Warum die Antwort von Bischof Bätzing auf die Kritik der weltweiten Bischöfe gar keine Antwort ist, sondern ein Ausweichmanöver
Eine Analyse von Dr. Martin Brüske
Am 11. April 2022 haben insgesamt 74 Kardinäle und Bischöfe aus den USA, Afrika, Kanada und Australien mit einem Schreiben Ihre Sorge über die Situation in Deutschland und die Entwicklungen und Beschlüsse des Synodalen Weges ausgedrückt und einen „Brüderlicher Brief an unsere Mitbrüder im Bischofsamt in Deutschland“ an den Vorsitzenden der Deutschen Bischofkonferenz, Georg Bätzing, formuliert.

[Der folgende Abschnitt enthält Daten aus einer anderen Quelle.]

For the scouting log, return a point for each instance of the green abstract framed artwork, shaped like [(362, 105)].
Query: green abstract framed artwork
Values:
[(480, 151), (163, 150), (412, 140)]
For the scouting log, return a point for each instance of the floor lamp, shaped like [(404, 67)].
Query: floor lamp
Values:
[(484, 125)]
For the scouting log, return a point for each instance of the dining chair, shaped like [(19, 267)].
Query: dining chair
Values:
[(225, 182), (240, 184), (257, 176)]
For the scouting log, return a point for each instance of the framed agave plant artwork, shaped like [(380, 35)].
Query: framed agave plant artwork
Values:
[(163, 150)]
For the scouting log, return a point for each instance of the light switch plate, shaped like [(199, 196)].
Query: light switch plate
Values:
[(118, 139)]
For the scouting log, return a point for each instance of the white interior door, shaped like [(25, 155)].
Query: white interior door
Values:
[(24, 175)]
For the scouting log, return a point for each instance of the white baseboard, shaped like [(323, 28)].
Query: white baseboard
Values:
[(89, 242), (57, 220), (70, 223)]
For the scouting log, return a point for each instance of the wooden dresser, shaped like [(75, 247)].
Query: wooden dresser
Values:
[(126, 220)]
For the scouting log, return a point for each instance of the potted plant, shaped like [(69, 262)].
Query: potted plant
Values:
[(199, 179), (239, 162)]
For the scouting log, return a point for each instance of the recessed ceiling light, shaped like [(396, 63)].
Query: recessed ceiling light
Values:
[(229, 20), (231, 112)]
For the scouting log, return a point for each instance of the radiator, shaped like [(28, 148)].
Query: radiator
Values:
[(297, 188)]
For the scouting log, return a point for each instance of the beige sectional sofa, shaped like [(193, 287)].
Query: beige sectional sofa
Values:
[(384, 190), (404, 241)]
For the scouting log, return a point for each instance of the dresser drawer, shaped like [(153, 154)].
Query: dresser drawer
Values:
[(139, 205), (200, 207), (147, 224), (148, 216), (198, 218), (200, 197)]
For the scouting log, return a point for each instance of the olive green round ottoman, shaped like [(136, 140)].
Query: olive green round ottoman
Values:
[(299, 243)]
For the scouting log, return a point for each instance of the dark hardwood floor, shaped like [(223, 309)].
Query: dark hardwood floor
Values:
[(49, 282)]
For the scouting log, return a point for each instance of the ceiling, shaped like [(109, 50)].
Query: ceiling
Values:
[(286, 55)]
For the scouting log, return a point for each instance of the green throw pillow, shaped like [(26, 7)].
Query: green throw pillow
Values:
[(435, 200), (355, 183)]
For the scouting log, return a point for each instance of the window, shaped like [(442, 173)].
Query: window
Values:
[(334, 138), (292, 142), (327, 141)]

Dieser antwortete nun seinerseits in einem Antwortschreiben, dokumentiert von der DBK unter diesem Link.
Die Initiative Neuer Anfang ordnet die Antwort von Bischof Bätzing ein und kommt zu dem Schluss: Die 74 Bischofs-Brüder hätten angesichts der Lage eine konkretere Antwort verdient als diesen leicht zu durchschauenden Beschwichtigungsversuch, der dem Ernst des Anliegens in keiner Weise gerecht wird. Eine Analyse.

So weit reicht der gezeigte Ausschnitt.